Goodwill impairment testing: tax considerations.

AuthorBarbut, Yosef

In financial accounting, goodwill is an asset representing the future economic benefits arising from other assets acquired in a business acquisition that are not separately recognized. The measurement of goodwill can be generally described as having mixed attributes: it is a residually calculated amount derived both from assets and liabilities that are measured at fair value and others (including income taxes) that are not measured at fair value.

Subsequent to a business acquisition in which goodwill is recorded as an asset, post-acquisition accounting rules (ASC 340, Intangibles--Goodwill and Other) require that goodwill be evaluated to determine whether there has been an impairment loss. Goodwill impairment testing is a two-step process, performed at least annually, on a "reporting unit" basis.

In Step 1 of the testing process, the fair value of the reporting unit (RU) is determined and compared to its book value, including goodwill. If the fair value of the RU exceeds its book value, goodwill of the RU generally is not impaired; if the book value of the RU exceeds its fair value, the testing proceeds to Step 2. In Step 2, the RU's fair value is allocated to its assets and liabilities following acquisition accounting procedures to determine the implied fair value of goodwill. This hypothetical acquisition accounting process is applied only for the purpose of determining whether goodwill must be reduced; it is not used to adjust the book values of other assets or liabilities. There is an impairment if (and to the extent) the carrying value of goodwill exceeds its implied fair value. An impairment loss reduces the recorded goodwill and cannot subsequently be reversed.
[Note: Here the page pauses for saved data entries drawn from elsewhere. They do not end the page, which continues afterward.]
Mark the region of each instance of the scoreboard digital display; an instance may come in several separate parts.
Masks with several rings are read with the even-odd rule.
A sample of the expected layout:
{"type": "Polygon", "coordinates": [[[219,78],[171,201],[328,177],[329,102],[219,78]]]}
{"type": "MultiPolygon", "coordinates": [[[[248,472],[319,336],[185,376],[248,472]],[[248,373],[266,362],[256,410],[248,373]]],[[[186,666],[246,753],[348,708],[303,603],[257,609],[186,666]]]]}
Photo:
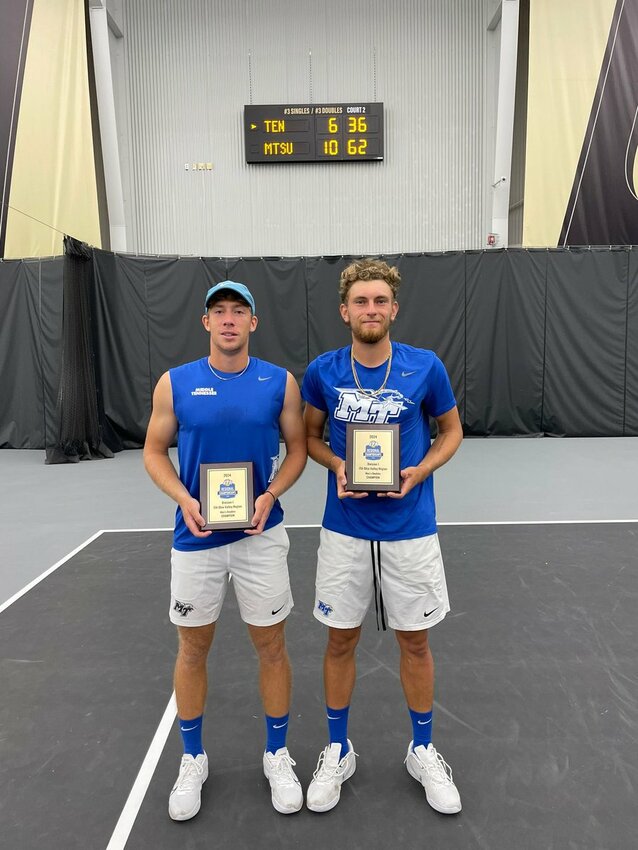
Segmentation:
{"type": "Polygon", "coordinates": [[[244,106],[246,162],[383,159],[382,103],[244,106]]]}

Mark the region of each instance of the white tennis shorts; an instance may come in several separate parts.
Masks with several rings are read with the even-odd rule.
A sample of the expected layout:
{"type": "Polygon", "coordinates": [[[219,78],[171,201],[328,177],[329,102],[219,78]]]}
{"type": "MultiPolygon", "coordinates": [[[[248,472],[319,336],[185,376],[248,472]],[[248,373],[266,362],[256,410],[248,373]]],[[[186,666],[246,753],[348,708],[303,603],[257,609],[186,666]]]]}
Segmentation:
{"type": "Polygon", "coordinates": [[[315,617],[354,629],[373,599],[380,627],[411,632],[439,623],[450,603],[438,535],[371,541],[322,528],[315,617]]]}
{"type": "Polygon", "coordinates": [[[289,548],[288,534],[279,523],[227,546],[195,552],[171,549],[171,622],[177,626],[216,622],[232,575],[242,620],[251,626],[280,623],[293,606],[289,548]]]}

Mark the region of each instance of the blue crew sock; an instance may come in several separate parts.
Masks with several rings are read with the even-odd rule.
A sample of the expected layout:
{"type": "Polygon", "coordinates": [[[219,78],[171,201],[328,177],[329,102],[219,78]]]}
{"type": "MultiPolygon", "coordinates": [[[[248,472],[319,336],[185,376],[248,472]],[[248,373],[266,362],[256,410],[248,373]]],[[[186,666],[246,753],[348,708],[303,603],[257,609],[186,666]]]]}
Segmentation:
{"type": "Polygon", "coordinates": [[[198,756],[204,752],[202,746],[202,723],[204,715],[194,720],[182,720],[179,718],[179,731],[184,742],[184,755],[198,756]]]}
{"type": "Polygon", "coordinates": [[[348,712],[350,706],[345,708],[330,708],[326,706],[326,715],[328,717],[328,734],[330,735],[331,744],[341,744],[341,755],[343,758],[348,752],[348,712]]]}
{"type": "Polygon", "coordinates": [[[288,732],[288,716],[270,717],[266,714],[266,752],[276,753],[286,746],[286,733],[288,732]]]}
{"type": "Polygon", "coordinates": [[[414,749],[423,744],[427,750],[428,744],[432,741],[432,712],[431,711],[412,711],[409,709],[410,717],[412,718],[412,738],[414,749]]]}

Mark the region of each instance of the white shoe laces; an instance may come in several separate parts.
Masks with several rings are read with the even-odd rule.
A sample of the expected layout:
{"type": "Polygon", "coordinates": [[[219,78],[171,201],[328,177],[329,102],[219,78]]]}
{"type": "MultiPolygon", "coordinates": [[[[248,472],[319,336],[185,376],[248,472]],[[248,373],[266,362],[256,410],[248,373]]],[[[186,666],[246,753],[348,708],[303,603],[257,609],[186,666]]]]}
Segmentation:
{"type": "Polygon", "coordinates": [[[195,790],[196,781],[204,772],[204,765],[195,759],[184,759],[179,768],[175,783],[175,794],[190,794],[195,790]]]}
{"type": "MultiPolygon", "coordinates": [[[[319,762],[317,763],[317,768],[315,772],[312,774],[312,778],[315,782],[331,782],[333,779],[340,779],[343,774],[346,772],[347,761],[346,756],[339,761],[339,764],[332,767],[331,765],[326,764],[326,757],[328,755],[329,748],[321,753],[319,756],[319,762]]],[[[346,755],[352,753],[353,755],[357,755],[354,750],[348,750],[346,755]]]]}
{"type": "Polygon", "coordinates": [[[268,761],[272,766],[272,773],[275,774],[276,780],[280,785],[296,785],[297,778],[294,774],[293,767],[297,762],[291,757],[290,753],[280,753],[278,756],[268,754],[268,761]]]}
{"type": "Polygon", "coordinates": [[[405,761],[408,760],[410,755],[414,756],[416,760],[419,762],[421,767],[426,771],[428,776],[430,776],[434,782],[437,782],[439,785],[453,785],[454,782],[452,780],[452,768],[445,761],[442,755],[434,749],[434,761],[424,762],[418,757],[418,755],[412,750],[412,752],[406,756],[405,761]]]}

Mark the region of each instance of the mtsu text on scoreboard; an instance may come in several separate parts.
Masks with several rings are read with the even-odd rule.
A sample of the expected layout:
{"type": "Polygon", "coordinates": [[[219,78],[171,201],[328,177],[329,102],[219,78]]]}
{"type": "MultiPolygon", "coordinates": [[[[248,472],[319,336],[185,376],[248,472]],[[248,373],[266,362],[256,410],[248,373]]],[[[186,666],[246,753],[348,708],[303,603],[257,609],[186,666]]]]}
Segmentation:
{"type": "Polygon", "coordinates": [[[244,106],[246,162],[383,159],[382,103],[244,106]]]}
Numerous tax law and tax accounting considerations can effect whether there is an impairment of goodwill as well as the amount of impairment. This article discusses five primary tax focal points, beginning at the outset of Step i with the determination of the fair value of the reporting unit.

Tax Focal Point #1: The fair value of the RU is determined from the perspective of appropriate "market participants."
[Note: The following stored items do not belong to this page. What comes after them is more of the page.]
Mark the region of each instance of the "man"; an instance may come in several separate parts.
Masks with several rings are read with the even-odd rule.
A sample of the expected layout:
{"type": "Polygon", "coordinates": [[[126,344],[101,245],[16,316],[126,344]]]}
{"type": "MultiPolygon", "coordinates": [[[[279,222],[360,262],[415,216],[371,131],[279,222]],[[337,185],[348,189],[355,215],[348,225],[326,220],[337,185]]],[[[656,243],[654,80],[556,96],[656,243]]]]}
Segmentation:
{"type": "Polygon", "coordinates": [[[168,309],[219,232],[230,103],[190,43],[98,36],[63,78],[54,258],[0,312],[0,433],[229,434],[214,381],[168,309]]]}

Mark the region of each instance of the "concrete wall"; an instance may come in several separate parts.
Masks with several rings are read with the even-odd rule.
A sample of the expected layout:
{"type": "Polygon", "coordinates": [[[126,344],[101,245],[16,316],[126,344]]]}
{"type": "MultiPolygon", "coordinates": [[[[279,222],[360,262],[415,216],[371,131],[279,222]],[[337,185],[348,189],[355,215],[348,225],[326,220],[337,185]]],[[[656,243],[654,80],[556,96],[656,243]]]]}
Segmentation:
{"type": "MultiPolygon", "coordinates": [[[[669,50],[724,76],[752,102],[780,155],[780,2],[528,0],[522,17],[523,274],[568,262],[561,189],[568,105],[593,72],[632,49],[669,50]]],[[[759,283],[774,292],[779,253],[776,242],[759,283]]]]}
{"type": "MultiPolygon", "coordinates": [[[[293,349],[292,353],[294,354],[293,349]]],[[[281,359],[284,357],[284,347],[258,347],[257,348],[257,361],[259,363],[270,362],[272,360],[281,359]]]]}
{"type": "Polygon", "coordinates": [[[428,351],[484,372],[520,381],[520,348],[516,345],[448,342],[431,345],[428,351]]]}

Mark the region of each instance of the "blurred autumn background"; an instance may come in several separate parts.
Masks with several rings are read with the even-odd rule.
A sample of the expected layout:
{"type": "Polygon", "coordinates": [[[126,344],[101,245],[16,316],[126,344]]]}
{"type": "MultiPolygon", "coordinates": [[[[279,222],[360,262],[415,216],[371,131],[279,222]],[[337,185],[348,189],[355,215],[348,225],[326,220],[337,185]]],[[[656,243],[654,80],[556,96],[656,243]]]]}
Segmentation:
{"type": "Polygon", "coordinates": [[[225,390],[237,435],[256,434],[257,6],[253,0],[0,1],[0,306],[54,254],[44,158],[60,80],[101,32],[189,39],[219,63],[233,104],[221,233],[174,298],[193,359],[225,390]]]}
That means giving consideration to the potential buyers likely to consider acquiring a controlling interest in the RU at the time of testing. In other words, the fair value is the price that would be received if the RU were sold in an orderly transaction between market participants at the testing date. Specific market participants need not be identified; the emphasis instead is on identifying the relevant distinguishing characteristics of likely buyers. Market participants might even be identified as a group, such as strategic versus financial buyers, industry, or geographic competitors.
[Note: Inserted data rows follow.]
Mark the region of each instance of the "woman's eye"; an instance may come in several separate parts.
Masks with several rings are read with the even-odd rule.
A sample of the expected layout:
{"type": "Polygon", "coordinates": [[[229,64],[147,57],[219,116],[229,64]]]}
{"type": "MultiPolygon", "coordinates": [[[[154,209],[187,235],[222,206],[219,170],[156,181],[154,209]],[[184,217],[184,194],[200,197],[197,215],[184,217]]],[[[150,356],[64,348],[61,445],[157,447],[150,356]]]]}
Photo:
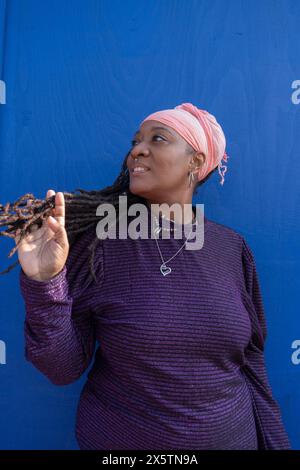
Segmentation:
{"type": "MultiPolygon", "coordinates": [[[[159,137],[160,139],[165,140],[165,139],[164,139],[163,137],[161,137],[160,135],[154,135],[154,136],[153,136],[153,139],[154,139],[155,137],[159,137]]],[[[137,142],[137,140],[132,140],[132,141],[131,141],[131,145],[134,146],[134,145],[136,144],[136,142],[137,142]]]]}
{"type": "Polygon", "coordinates": [[[165,139],[164,139],[163,137],[161,137],[160,135],[154,135],[154,136],[153,136],[153,139],[154,139],[154,137],[159,137],[160,139],[165,140],[165,139]]]}

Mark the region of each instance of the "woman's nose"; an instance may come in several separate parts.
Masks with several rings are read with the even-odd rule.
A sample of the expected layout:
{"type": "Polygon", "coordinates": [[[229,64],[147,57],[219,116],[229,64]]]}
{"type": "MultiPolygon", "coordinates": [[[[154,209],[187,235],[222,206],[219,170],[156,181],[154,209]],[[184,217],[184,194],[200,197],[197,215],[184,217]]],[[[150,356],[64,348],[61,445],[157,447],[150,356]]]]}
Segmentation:
{"type": "Polygon", "coordinates": [[[132,158],[136,158],[136,157],[139,157],[140,155],[148,155],[148,149],[145,145],[143,145],[142,143],[140,144],[136,144],[131,152],[131,157],[132,158]]]}

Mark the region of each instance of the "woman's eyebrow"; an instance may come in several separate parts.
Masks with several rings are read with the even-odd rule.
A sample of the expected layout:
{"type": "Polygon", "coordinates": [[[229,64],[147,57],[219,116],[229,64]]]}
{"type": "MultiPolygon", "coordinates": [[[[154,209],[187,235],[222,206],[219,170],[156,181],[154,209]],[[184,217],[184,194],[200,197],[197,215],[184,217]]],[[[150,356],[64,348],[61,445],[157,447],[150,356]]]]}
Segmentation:
{"type": "MultiPolygon", "coordinates": [[[[151,131],[155,131],[155,130],[161,130],[161,131],[166,131],[166,132],[169,132],[169,134],[171,134],[173,137],[174,137],[174,134],[173,132],[169,131],[169,129],[166,129],[165,127],[159,127],[159,126],[155,126],[155,127],[151,127],[150,129],[151,131]]],[[[134,134],[134,137],[137,136],[137,134],[140,134],[141,131],[136,131],[136,133],[134,134]]]]}

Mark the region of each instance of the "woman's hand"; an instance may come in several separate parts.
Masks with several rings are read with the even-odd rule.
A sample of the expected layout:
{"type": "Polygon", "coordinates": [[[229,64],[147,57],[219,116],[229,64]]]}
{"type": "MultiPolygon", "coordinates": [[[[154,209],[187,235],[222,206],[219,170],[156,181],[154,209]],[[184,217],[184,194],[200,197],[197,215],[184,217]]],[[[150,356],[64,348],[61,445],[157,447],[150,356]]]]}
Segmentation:
{"type": "MultiPolygon", "coordinates": [[[[55,191],[49,189],[46,199],[54,194],[55,191]]],[[[62,192],[55,195],[55,208],[51,210],[51,216],[43,220],[40,228],[33,225],[18,246],[18,258],[24,273],[37,281],[47,281],[62,271],[69,254],[62,192]]],[[[19,233],[20,229],[16,233],[16,243],[19,233]]]]}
The structure of a hypothetical business disposal, including relevant tax elections and planning, can affect the income taxation of the seller and the buyer. The structure of a disposal can also dictate whether existing tax attributes (e.g., net operating loss or tax credit carry-forwards) of the RU would be transferred to a buyer. As a result, the disposal structure can effect what a market participant would pay to acquire a reporting unit. Indeed, it is not uncommon for a business disposal to attract alternative pricing offers depending upon how the seller and buyer ultimately agree to structure the transaction in order to optimize the associated tax consequences. That can be the case even when a market-based rather than income-based valuation model is used as the primary pricing methodology. Accordingly, the fair value in Step 1 should reflect the assumed effect that tax considerations would have on the price market participants would be willing to pay for the RU.